2/10
Bad Dog gets Lucky
24 April 2015
Warning: Spoilers
A trio of satanists, led by a beautiful ex-Bond girl, buy a best-in-class mutt named Lady for their devilish breeding program. After a ludicrous sabbat with dubious acolytes mumbling their mistresses mumbo jumbo, the coven vacate the shed they are in and the evil one (literally, and thankfully off-screen) enters.

Switch to the Barry family. Richard Crenna and Yvette Mimieux discover their dog Skipper has been the victim of a satanic hit and run. You know the satanists are responsible because a neighbour saw the BLACK station wagon responsible. Daughter Kim Richards is heartbroken and vows never to own another dog ever. Her resolve lasts all of 5 minutes as soon a fruit and vegetable selling satanist turns up with Lady (happily recovered from her ordeal) and her cute-as-buttons brood of hell hounds...

And so the Devil's evil plan is set in motion.

Lucky quickly dispatches by fire the Spanish maid who sees through his fluffy cuteness, and brainwashes the children. He then brutally murders next doors dog, then the neighbour himself.

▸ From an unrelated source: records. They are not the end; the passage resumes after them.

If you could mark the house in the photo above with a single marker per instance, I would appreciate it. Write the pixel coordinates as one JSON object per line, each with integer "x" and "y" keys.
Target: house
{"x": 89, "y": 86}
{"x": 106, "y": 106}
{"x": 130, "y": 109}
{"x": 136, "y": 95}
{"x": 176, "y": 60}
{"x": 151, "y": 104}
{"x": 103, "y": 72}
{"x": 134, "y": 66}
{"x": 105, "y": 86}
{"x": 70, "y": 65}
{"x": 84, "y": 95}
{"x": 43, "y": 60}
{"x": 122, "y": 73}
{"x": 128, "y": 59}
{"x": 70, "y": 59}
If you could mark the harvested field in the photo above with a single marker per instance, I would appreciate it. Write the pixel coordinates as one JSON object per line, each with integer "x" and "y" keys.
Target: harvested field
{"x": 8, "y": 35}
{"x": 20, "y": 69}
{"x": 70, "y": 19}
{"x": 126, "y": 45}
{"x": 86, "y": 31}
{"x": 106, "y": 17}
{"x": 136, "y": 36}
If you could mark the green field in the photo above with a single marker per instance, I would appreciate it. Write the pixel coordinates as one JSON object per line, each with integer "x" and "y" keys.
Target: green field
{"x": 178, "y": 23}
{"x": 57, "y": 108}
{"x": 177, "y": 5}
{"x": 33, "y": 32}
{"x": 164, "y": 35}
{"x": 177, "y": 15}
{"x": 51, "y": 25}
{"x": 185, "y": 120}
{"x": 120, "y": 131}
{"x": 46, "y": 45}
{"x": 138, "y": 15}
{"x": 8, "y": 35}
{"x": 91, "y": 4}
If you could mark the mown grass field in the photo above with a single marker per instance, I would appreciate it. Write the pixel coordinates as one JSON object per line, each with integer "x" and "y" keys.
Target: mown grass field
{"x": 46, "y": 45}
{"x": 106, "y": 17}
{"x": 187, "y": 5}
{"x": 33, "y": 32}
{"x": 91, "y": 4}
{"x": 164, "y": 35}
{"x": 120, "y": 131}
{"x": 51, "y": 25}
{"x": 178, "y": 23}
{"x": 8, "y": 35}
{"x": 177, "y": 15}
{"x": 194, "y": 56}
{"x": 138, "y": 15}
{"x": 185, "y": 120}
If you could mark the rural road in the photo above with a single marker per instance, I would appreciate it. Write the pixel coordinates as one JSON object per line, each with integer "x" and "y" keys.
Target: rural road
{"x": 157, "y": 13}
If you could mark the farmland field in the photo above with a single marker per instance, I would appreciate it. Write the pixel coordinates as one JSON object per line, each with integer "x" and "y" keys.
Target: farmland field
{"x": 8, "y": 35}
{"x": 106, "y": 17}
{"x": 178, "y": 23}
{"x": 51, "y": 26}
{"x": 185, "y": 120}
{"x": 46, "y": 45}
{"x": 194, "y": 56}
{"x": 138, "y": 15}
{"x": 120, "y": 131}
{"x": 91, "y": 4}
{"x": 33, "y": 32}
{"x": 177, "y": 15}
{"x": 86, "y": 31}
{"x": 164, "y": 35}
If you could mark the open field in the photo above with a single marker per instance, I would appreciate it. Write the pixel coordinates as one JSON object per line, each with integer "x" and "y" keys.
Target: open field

Despite its overall atmosphere of tedium, this film does have one effective scene and another which tips the beastliness over into bestiality. The former has the by-now-full- grown pooch mesmerise Crenna into almost jamming his fist into the whirring blades of a lawn mower, whilst the latter sees him lure Yvette into the bedroom (Lucky is well named). What happens in there is left to the imagination but afterwards she is transformed into a lusty slut only too willing to carry out her masters bidding.

So there is plenty too laugh at for bad movie lovers, but sadly the second half of the film drags on its lead like an enthusiastic untrained 1 year old. Crenna consults a range of needless stock characters (a doctor, a supernatural bookshop owner and a ridiculous old shaman played by Victor Jory), all of whom could have been condensed into one, before eventually vanquishing his canine foe in an equally senseless encounter with sub par special effects in an abandoned factory.

I seriously doubt whether this mixture of comedy devil worship and its entirely unthreatening doggy villain will raise anyone's hackles. Although I've given this a very low score, I have to admit that I quite enjoyed watching it, it just should have been about twenty minutes shorter.